Friday, June 4, 2021

Daily Lesson for June 4, 2021

 Today's Daily Lesson comes from Deuteronomy chapter 26 verses 1 through 5:


When you have come into the land that the Lord your God is giving you as an inheritance to possess, and you possess it, and settle in it, 2you shall take some of the first of all the fruit of the ground, which you harvest from the land that the Lord your God is giving you, and you shall put it in a basket and go to the place that the Lord your God will choose as a dwelling for his name. 3You shall go to the priest who is in office at that time, and say to him, ‘Today I declare to the Lord your God that I have come into the land that the Lord swore to our ancestors to give us.’ 4When the priest takes the basket from your hand and sets it down before the altar of the Lord your God, 5you shall make this response before the Lord your God: ‘A wandering Aramean was my ancestor."

Many people think of their gifts to God as pay for the preacher's salary and the upkeep of the building.

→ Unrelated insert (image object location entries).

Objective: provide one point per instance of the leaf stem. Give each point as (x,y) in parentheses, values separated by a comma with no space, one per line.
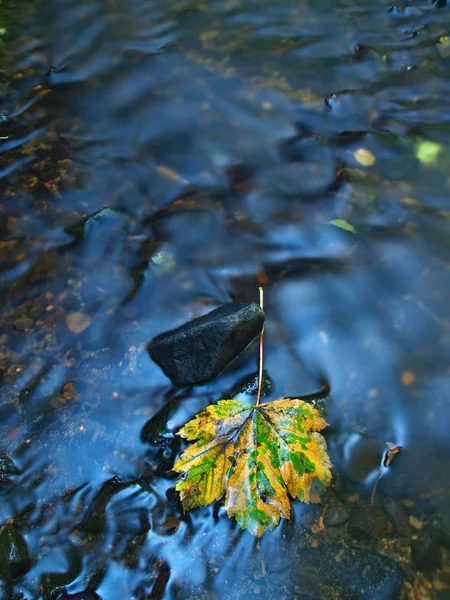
(261,350)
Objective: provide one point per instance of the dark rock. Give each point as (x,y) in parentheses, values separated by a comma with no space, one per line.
(53,584)
(399,518)
(335,515)
(367,521)
(199,350)
(94,520)
(7,468)
(359,455)
(15,559)
(426,553)
(342,573)
(80,596)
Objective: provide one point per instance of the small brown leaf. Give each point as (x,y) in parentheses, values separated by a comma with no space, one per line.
(77,322)
(390,454)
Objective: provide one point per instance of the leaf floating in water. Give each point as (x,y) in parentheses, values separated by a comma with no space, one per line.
(390,455)
(7,468)
(428,152)
(255,456)
(365,157)
(443,46)
(77,322)
(342,224)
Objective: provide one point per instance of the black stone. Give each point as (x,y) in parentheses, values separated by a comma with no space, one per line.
(345,574)
(199,350)
(399,518)
(367,521)
(15,559)
(80,596)
(426,553)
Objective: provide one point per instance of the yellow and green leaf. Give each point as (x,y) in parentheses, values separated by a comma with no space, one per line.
(255,456)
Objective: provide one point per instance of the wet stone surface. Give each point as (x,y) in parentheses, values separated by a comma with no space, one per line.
(199,350)
(159,160)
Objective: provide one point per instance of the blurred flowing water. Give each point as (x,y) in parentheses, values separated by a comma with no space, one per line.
(224,136)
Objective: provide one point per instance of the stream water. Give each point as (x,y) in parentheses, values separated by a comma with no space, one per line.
(222,137)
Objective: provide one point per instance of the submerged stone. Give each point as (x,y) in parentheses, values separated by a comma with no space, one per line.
(360,456)
(80,596)
(347,574)
(106,216)
(199,350)
(367,521)
(15,559)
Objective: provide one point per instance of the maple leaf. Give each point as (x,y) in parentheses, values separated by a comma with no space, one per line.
(255,456)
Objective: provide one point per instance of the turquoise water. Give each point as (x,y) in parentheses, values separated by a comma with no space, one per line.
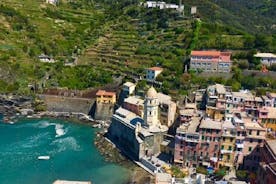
(70,147)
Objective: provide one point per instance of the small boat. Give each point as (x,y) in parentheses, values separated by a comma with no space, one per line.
(43,157)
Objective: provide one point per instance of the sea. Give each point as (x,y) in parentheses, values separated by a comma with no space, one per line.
(69,145)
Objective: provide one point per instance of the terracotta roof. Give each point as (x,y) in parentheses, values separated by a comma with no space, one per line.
(272,145)
(206,53)
(103,92)
(156,68)
(210,124)
(271,112)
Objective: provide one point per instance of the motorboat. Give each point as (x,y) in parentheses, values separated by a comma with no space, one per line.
(43,157)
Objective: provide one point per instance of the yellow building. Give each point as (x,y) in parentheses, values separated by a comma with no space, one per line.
(215,113)
(106,97)
(227,148)
(269,121)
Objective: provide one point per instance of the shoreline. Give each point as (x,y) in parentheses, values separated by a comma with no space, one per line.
(111,154)
(108,151)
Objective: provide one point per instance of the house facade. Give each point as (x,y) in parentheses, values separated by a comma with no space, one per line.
(211,61)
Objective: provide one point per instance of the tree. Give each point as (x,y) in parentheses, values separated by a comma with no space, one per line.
(243,64)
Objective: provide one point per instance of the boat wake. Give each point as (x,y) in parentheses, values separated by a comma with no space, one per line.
(59,130)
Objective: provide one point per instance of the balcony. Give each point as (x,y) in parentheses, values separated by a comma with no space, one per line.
(239,145)
(226,151)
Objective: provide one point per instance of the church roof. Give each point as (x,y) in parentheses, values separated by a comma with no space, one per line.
(151,93)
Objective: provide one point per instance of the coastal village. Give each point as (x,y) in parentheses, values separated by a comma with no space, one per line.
(213,134)
(208,135)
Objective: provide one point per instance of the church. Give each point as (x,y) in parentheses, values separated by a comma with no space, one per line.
(135,136)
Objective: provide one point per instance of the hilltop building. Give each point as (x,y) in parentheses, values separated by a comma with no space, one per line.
(106,97)
(136,136)
(267,59)
(53,2)
(211,61)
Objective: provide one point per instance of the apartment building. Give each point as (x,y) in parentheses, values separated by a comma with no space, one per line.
(227,145)
(211,61)
(153,72)
(103,96)
(134,104)
(210,137)
(267,170)
(187,141)
(253,142)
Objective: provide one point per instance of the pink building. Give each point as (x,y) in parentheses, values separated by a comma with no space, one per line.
(267,170)
(253,142)
(187,144)
(211,61)
(135,105)
(210,134)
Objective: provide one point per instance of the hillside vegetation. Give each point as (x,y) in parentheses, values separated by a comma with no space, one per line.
(121,38)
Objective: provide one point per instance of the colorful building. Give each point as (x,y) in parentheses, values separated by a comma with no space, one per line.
(105,97)
(187,141)
(227,145)
(134,104)
(211,61)
(153,72)
(210,136)
(253,142)
(267,170)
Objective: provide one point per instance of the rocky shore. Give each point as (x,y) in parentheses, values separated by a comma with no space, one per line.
(112,154)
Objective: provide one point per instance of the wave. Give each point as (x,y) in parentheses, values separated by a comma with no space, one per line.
(68,143)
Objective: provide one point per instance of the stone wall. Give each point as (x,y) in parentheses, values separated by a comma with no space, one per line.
(103,111)
(67,104)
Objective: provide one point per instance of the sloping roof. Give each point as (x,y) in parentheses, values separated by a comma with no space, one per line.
(271,112)
(128,84)
(151,93)
(220,89)
(103,92)
(134,100)
(156,68)
(206,53)
(272,145)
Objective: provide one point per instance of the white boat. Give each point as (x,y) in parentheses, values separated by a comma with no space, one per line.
(43,157)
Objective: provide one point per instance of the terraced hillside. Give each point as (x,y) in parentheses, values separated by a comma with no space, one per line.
(107,37)
(127,47)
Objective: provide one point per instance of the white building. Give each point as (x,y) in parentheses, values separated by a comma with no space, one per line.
(46,59)
(153,72)
(266,58)
(129,87)
(151,108)
(162,5)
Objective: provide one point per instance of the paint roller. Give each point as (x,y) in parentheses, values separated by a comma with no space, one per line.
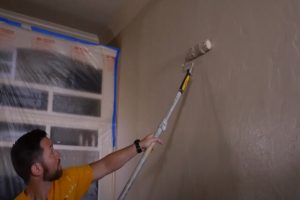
(193,53)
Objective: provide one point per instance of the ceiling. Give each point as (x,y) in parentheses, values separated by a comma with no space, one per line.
(105,18)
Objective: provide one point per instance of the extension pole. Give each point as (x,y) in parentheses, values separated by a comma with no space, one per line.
(162,127)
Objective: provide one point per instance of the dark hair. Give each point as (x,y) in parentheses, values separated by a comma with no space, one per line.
(26,151)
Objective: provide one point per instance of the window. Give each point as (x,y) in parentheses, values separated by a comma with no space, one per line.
(50,91)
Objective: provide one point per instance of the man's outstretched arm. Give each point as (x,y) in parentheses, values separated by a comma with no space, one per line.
(117,159)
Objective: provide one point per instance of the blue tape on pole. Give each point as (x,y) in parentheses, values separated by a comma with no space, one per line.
(114,117)
(10,22)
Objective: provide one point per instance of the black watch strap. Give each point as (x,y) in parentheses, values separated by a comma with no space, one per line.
(137,146)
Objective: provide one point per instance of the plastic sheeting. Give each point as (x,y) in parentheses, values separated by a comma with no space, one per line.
(63,87)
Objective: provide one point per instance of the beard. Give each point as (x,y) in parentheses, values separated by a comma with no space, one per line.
(52,176)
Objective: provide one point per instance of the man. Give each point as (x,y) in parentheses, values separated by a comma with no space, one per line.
(36,161)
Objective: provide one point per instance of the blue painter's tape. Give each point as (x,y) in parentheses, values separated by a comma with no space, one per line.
(74,39)
(10,22)
(59,35)
(114,117)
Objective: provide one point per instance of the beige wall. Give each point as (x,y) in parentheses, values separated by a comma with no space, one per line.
(235,134)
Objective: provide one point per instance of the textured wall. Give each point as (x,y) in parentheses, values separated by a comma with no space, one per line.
(235,133)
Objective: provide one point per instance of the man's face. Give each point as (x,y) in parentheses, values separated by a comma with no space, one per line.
(50,161)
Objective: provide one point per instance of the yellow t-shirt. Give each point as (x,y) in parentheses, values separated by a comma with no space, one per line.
(72,185)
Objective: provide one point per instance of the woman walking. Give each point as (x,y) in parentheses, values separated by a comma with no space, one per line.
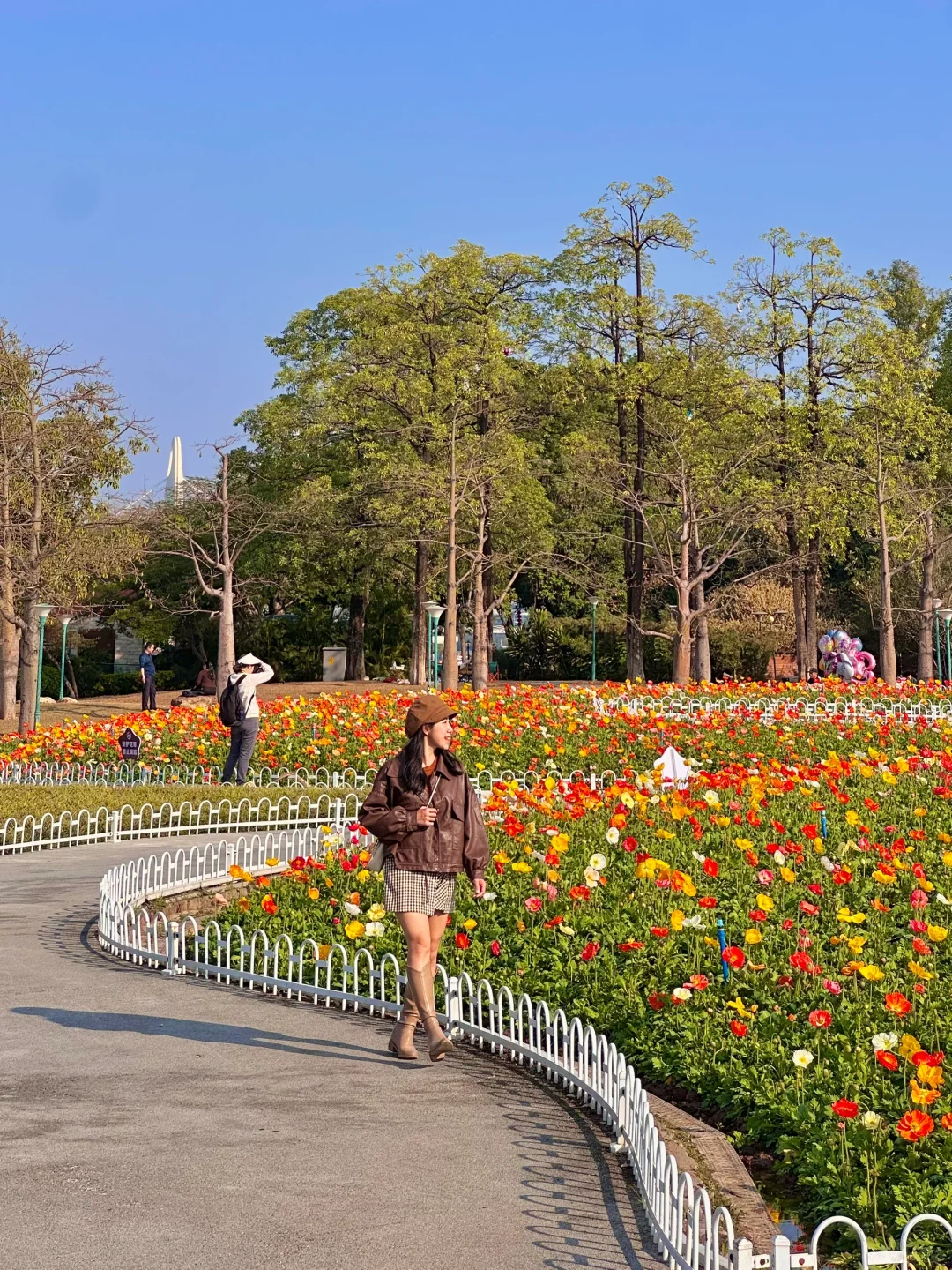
(427,816)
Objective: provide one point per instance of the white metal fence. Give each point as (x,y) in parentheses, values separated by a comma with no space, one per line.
(135,775)
(173,773)
(244,816)
(689,1231)
(206,817)
(773,709)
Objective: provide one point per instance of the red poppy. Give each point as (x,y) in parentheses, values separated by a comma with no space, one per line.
(844,1109)
(915,1125)
(896,1004)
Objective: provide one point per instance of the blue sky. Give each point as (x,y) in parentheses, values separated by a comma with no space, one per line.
(178,178)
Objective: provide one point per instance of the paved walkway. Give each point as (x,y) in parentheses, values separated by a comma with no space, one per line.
(152,1122)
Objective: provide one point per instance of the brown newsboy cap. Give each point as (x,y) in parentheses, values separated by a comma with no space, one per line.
(427,709)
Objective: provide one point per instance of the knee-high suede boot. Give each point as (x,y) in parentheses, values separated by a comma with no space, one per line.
(401,1039)
(423,996)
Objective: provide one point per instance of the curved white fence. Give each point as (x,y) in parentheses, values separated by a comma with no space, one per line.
(164,820)
(173,773)
(689,1231)
(216,816)
(133,775)
(772,709)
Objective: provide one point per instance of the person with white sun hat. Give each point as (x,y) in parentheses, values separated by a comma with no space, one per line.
(239,710)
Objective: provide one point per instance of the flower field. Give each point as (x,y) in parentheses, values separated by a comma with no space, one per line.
(819,851)
(516,727)
(827,1042)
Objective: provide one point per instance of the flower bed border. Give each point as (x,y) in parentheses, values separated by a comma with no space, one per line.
(687,1229)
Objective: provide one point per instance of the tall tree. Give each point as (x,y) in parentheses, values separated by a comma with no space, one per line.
(606,319)
(65,438)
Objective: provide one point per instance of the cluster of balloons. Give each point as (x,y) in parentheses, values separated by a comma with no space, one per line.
(842,655)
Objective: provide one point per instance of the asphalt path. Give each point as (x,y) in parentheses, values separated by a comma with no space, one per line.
(150,1122)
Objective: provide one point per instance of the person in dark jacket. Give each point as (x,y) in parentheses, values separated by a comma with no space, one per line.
(205,684)
(146,673)
(428,817)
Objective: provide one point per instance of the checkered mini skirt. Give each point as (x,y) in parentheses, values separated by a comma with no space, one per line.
(405,891)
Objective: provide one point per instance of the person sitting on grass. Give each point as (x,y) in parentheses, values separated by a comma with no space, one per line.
(206,684)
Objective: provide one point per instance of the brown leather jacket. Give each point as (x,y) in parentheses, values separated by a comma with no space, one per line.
(456,842)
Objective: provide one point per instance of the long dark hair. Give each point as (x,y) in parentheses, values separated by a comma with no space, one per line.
(410,764)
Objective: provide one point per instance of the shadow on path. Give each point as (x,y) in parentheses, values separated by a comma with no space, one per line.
(207,1033)
(579,1206)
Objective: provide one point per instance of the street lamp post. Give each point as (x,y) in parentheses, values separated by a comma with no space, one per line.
(594,606)
(435,612)
(65,620)
(42,612)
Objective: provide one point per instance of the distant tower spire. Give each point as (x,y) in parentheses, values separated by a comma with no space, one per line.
(175,475)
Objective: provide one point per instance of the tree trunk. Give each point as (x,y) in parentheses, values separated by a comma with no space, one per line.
(9,632)
(796,574)
(480,661)
(227,631)
(355,625)
(29,651)
(888,635)
(681,657)
(450,666)
(811,582)
(9,644)
(926,661)
(701,646)
(418,652)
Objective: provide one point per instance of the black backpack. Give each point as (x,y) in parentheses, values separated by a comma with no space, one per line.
(231,707)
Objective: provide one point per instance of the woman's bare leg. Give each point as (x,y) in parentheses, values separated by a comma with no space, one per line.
(438,923)
(417,932)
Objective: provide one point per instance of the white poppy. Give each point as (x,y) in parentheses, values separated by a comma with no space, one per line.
(885,1041)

My salary is a nice benefit, and I'm grateful for the generosity; but that's not the primary reason for the gift. The real reason for giving is that it keeps us humble, and helps us remember where we came from.

America is a land of plenty for a lot of people who read my writings. But even if you have much now, chances are you aren't more than one or two or three generations away from pretty-near poverty. Our ancestors came over here in ships, on buggies, and in the arms and on the backs of big brothers who hardly had another stitch of clothing other than what they were wearing.

Giving to God reminds us, as today's Lesson says, that our ancestors were "wandering Arameans". Or, you might say they were wayfaring strangers, religious refugees, shackled slaves, and Scotch-Irish paupers. They were all poorer than church mice, and even less. But somehow they made it.

By God's grace they made it. And by our first fruits we remember it.

And it keeps us humble . . .

Ryon Price is Senior Pastor of Broadway Baptist Church in Fort Worth, Texas.